Wo wird Mode gemacht: auf den Straßen oder in den Modeateliers?

Auf der Straße und von Designern, die das akzeptieren. Wie bei Fred Perry.

Ihr Film zeigt auch Rocker. Die hatten mit Fred Perry nie was an der Tolle.

Genau deshalb zeige ich sie. Jede große Marke versteht auch die Verweigerung als Adelsschlag. Auch die Casuals und Raver hatten mit Fred Perry nichts zu schaffen. Indem die Marke im Film nur am Rand vorkommt, drückt sie die Würde eines Klassikers aus.

Wo sind die Subkulturen heute hin?

Sie sind mit dem 20. Jahrhundert verschwunden. Ihre Grundlage war ein Mainstream, der ambitionierte junge Menschen nicht befriedigen konnte. Wir mussten uns ein Leben am Rand suchen. Heute erfüllt das Internet alle Bedürfnisse und Sehnsüchte. Stämme wirken auf die Jugend des 21. Jahrhunderts albern. Niemand möchte in Uniformen herumlaufen. Niemand muss mehr in einen Plattenladen laufen, um in die Geheimnisse der Musikkultur eingeweiht zu werden. Niemand muss in eine seltsame Boutique rennen, um sich mit den Feinheiten der Stammesgarderobe vertraut zu machen. Aber wer weiß: Vielleicht werden da Energien frei, die bisher ver-schwendet wurden, um irgendwo dazuzugehören. Vielleicht wird es wichtiger werden, seine Sinne beisammenzuhalten als die Frisur. Schade nur um die kreative Kollektiverfahrung: Die Biochemie ist eine andere, wenn man sich gegenseitig in die Augen blickt. Hätten sich Lennon und McCartney nicht in die Augen geblickt, wären der Menschheit nicht die Beatles beschert worden. Nichts gegen Computer, aber kein Computer sagt dir, wenn eine Idee Mist ist.
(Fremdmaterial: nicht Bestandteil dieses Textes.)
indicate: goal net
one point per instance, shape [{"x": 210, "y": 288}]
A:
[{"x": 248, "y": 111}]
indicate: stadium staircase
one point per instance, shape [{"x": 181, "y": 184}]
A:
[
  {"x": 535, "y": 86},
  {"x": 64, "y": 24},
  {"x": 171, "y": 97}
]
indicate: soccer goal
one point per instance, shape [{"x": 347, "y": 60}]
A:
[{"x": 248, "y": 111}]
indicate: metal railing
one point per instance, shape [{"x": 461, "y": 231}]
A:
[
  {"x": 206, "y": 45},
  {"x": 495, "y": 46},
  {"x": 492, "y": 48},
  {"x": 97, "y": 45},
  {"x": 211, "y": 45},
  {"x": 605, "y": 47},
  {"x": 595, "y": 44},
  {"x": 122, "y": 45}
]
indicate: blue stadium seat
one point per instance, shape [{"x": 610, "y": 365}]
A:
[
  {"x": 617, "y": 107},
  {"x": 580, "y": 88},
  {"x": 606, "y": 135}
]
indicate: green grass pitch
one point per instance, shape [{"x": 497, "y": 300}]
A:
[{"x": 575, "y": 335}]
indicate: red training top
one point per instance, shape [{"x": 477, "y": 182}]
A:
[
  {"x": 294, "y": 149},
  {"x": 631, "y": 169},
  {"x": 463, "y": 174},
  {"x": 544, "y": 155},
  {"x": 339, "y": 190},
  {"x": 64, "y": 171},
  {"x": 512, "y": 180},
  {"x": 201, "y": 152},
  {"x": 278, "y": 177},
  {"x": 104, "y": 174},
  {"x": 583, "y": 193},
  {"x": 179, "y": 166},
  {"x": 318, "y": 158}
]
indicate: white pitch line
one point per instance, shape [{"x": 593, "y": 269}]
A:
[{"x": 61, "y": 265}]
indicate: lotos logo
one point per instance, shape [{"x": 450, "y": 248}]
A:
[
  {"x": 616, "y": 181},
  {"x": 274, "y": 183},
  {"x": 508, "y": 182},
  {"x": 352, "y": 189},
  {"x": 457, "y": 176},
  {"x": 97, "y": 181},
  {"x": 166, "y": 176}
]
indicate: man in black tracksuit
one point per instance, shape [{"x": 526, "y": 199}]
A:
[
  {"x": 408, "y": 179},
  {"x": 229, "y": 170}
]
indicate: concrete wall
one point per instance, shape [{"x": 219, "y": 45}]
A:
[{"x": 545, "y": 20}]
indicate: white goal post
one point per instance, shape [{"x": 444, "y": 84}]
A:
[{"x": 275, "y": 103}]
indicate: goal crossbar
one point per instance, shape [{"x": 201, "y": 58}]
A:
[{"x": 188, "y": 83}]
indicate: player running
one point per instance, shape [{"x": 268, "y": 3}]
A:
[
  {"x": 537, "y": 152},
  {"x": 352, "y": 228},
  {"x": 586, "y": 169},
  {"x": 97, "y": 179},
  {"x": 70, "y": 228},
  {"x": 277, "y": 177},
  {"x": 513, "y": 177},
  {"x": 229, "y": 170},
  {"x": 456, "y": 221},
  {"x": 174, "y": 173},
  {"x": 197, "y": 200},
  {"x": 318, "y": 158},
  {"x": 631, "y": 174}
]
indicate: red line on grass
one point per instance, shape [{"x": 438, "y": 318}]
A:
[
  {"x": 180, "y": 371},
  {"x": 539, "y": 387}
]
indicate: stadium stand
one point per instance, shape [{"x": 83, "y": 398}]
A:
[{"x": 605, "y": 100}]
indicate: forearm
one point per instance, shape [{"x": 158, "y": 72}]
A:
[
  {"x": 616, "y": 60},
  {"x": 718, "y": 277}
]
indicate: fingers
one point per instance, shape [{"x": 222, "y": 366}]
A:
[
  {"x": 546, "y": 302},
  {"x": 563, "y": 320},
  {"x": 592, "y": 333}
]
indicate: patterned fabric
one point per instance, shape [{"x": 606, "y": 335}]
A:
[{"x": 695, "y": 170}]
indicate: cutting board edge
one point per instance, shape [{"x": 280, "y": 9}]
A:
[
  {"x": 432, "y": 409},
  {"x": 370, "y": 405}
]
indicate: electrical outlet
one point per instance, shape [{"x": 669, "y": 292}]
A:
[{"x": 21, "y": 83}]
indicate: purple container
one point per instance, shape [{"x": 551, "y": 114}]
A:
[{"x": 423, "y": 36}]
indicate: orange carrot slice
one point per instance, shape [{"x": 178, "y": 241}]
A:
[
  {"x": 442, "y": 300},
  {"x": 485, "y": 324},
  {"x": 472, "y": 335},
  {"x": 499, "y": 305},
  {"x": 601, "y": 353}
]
Die Subkulturen waren die DNA von Fred Perry. Wer soll die Polos künftig tragen?

Die Subkulturen haben alles transzendiert. Auch das Alter. Ich bin 56, so alt wie der Rock’n’Roll. Ich bin nicht so blöd, zu glauben, ich wäre noch Teil einer Jugendkultur. Aber im Geiste hört das 20. Jahrhundert nie auf, nichts verschwindet wirklich: Man sieht Elemente aus dem Punk, Symbole der Mods, und der Fred-Perry-Kranz ist heute ein Markenzeichen, in dem sich die ganze Geschichte ausdrückt. Auch wer sie genauer kennt, trägt sie stolz mit sich spazieren. Uns war vor 40 Jahren auch egal, wer Fred Perry war und wofür er stand. Klamotten sind ein sehr einfaches Verständigungsmittel.

Fred Perry wird immer teurer, ist das ein Verrat an der Arbeiterklasse?

Im Gegenteil: Die Wertschätzung wächst mit dem Preis, gerade wenn man ihn nur unter Schmerzen bezahlen kann. Das ist die Ökonomie der Coolness.